You should also check the return value of scanf to ensure that the right amount of items were inputted. That may also involve getting rid of any junk input up until the next newline (or EOF).
I also don't understand why you have all of those while loops. If you're trying to create a menu that loops, have one single loop where the termination condition is the option that indicates exit (in your case it looks like that's 3). You could have a switch statement inside that single loop to call the right function based on the value of option.
And a return; isn't necessary at the end of a void function.

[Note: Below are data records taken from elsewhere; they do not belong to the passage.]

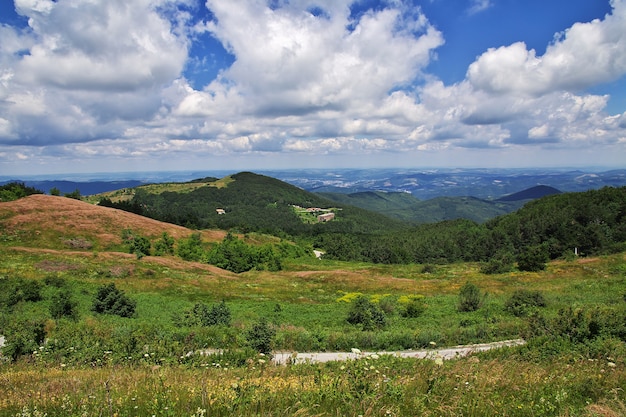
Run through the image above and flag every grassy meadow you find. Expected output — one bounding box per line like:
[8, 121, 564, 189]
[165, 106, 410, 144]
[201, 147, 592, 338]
[0, 193, 626, 417]
[0, 246, 626, 416]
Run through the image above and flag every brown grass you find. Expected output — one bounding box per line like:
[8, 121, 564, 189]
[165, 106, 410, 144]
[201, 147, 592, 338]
[0, 194, 226, 247]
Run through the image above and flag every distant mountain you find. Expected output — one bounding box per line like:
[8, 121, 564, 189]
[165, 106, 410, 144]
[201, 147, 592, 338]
[317, 191, 524, 224]
[96, 172, 404, 236]
[0, 180, 144, 195]
[315, 191, 419, 213]
[263, 168, 626, 200]
[496, 185, 561, 201]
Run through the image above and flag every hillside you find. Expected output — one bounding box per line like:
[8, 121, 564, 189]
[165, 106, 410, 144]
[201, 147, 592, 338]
[496, 185, 561, 201]
[318, 191, 524, 224]
[0, 194, 225, 250]
[100, 172, 405, 236]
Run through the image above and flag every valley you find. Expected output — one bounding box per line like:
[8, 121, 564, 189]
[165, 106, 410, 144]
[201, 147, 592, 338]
[0, 173, 626, 417]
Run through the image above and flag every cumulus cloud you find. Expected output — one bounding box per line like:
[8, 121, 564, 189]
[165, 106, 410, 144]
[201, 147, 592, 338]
[0, 0, 188, 145]
[467, 0, 626, 95]
[0, 0, 626, 171]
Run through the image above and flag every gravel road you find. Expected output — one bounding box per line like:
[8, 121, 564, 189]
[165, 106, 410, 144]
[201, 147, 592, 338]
[272, 339, 525, 365]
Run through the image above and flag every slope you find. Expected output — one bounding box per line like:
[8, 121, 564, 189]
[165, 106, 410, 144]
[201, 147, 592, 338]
[101, 172, 406, 236]
[0, 194, 225, 250]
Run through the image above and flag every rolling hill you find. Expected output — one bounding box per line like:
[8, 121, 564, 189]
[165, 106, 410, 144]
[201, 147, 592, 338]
[318, 190, 532, 224]
[0, 194, 226, 250]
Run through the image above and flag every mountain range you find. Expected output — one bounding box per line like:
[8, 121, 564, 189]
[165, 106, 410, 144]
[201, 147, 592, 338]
[0, 169, 626, 224]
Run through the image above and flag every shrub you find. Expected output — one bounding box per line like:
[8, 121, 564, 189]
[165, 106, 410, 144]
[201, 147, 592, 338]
[517, 246, 548, 272]
[401, 300, 426, 318]
[50, 288, 78, 320]
[154, 232, 174, 256]
[181, 301, 231, 327]
[480, 252, 515, 275]
[2, 321, 46, 361]
[246, 317, 276, 354]
[91, 283, 137, 317]
[176, 233, 204, 261]
[504, 290, 546, 317]
[0, 278, 42, 307]
[346, 295, 387, 330]
[458, 282, 482, 312]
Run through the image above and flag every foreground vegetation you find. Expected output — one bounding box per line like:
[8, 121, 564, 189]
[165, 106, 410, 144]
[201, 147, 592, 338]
[0, 242, 626, 416]
[0, 181, 626, 417]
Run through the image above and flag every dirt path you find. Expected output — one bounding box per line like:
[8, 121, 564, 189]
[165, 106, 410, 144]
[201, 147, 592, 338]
[272, 339, 526, 365]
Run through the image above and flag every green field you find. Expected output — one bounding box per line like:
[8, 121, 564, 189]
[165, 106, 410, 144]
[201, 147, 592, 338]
[0, 246, 626, 416]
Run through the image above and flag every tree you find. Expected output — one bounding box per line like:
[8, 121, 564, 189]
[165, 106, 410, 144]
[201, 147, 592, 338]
[176, 233, 204, 261]
[154, 232, 174, 256]
[458, 282, 482, 312]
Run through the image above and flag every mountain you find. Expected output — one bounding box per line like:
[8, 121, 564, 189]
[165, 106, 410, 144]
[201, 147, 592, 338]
[317, 188, 536, 224]
[0, 180, 144, 195]
[496, 185, 561, 201]
[262, 168, 626, 200]
[0, 194, 225, 250]
[92, 172, 406, 236]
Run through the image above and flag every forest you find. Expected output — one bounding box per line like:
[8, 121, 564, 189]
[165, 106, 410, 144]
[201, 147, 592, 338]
[100, 173, 626, 273]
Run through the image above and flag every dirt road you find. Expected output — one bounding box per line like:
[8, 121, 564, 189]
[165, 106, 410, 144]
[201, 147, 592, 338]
[272, 339, 525, 365]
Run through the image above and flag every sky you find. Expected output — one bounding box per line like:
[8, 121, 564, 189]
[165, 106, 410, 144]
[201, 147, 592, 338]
[0, 0, 626, 175]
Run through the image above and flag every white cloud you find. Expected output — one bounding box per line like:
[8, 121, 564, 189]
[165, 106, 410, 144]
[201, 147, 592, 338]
[197, 0, 443, 117]
[0, 0, 626, 171]
[467, 0, 626, 95]
[468, 0, 493, 14]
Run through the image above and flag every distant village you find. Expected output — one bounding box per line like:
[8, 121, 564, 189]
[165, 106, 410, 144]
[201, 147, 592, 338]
[292, 204, 335, 223]
[215, 204, 335, 223]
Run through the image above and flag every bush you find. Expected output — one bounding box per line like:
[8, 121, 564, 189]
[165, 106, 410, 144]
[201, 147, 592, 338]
[176, 233, 204, 261]
[91, 283, 137, 317]
[50, 289, 78, 320]
[181, 301, 231, 327]
[154, 232, 174, 256]
[2, 321, 46, 361]
[246, 317, 276, 354]
[122, 229, 152, 259]
[504, 290, 546, 317]
[517, 246, 548, 272]
[458, 282, 482, 312]
[346, 295, 387, 330]
[0, 278, 42, 307]
[480, 252, 515, 275]
[401, 300, 426, 318]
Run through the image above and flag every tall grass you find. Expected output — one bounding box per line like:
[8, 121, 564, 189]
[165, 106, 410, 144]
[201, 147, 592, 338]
[0, 349, 626, 416]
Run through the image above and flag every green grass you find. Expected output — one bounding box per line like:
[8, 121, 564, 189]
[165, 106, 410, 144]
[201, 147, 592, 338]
[0, 246, 626, 417]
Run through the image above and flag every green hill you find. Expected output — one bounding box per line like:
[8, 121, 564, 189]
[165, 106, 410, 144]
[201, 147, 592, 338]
[318, 191, 526, 224]
[95, 172, 406, 236]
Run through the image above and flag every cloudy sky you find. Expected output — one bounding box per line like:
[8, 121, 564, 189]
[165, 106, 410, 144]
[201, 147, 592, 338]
[0, 0, 626, 175]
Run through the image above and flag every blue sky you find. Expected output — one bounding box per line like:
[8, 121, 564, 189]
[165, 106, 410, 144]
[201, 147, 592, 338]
[0, 0, 626, 175]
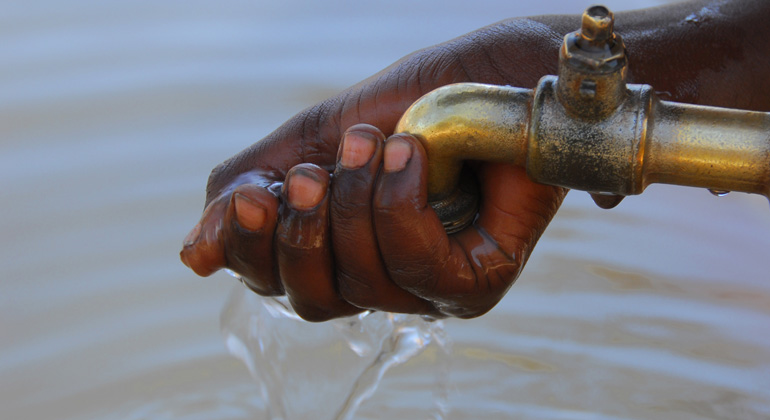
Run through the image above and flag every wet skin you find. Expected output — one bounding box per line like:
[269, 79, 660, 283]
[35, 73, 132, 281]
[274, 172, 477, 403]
[181, 0, 770, 321]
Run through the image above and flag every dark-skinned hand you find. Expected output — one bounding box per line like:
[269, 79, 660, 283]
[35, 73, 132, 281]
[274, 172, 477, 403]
[181, 0, 770, 321]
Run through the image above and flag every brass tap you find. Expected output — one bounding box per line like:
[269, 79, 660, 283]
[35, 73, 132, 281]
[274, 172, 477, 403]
[396, 6, 770, 233]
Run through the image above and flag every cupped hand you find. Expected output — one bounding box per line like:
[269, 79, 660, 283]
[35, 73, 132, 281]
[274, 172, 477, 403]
[181, 16, 565, 321]
[181, 0, 770, 321]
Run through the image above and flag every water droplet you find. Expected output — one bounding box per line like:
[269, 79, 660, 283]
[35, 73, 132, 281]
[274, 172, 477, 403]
[709, 188, 730, 197]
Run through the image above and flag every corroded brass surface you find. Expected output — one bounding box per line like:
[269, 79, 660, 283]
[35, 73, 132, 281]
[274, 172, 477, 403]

EDIT: About those two functions, the common way of splitting a number into it's digits is:
WHILE num IS NOT 0:
digit = num MOD base
num = num DIV base
Since decimal is base 10, you'd compute the modulus (% in C) and division of num with 10. If you wanted binary digits, you'd use a base of 2. Then just do whatever you need to with each digit at every iteration. The digits will obviously be extracted starting from the end (least significant digit).
Lastly, turn up the warnings on your compiler so it'll tell you about the problems above, ie:
gcc -Wall -o test test.c
test.c: In function ‘displayProgramMenu’:
test.c:44:2: warning: format ‘%d’ expects argument of type ‘int *’, but argument 2 has type ‘int’ [-Wformat]
test.c:46:2: warning: suggest parentheses around assignment used as truth value [-Wparentheses]
test.c:48:2: warning: suggest parentheses around assignment used as truth value [-Wparentheses]
test.c:49:2: warning: suggest parentheses around assignment used as truth value [-Wparentheses]
test.c:50:2: warning: suggest parentheses around assignment used as truth value [-Wparentheses]
And (lastly + 1) you can get rid of conio.h and replace getch() with getchar() or getc(stdin).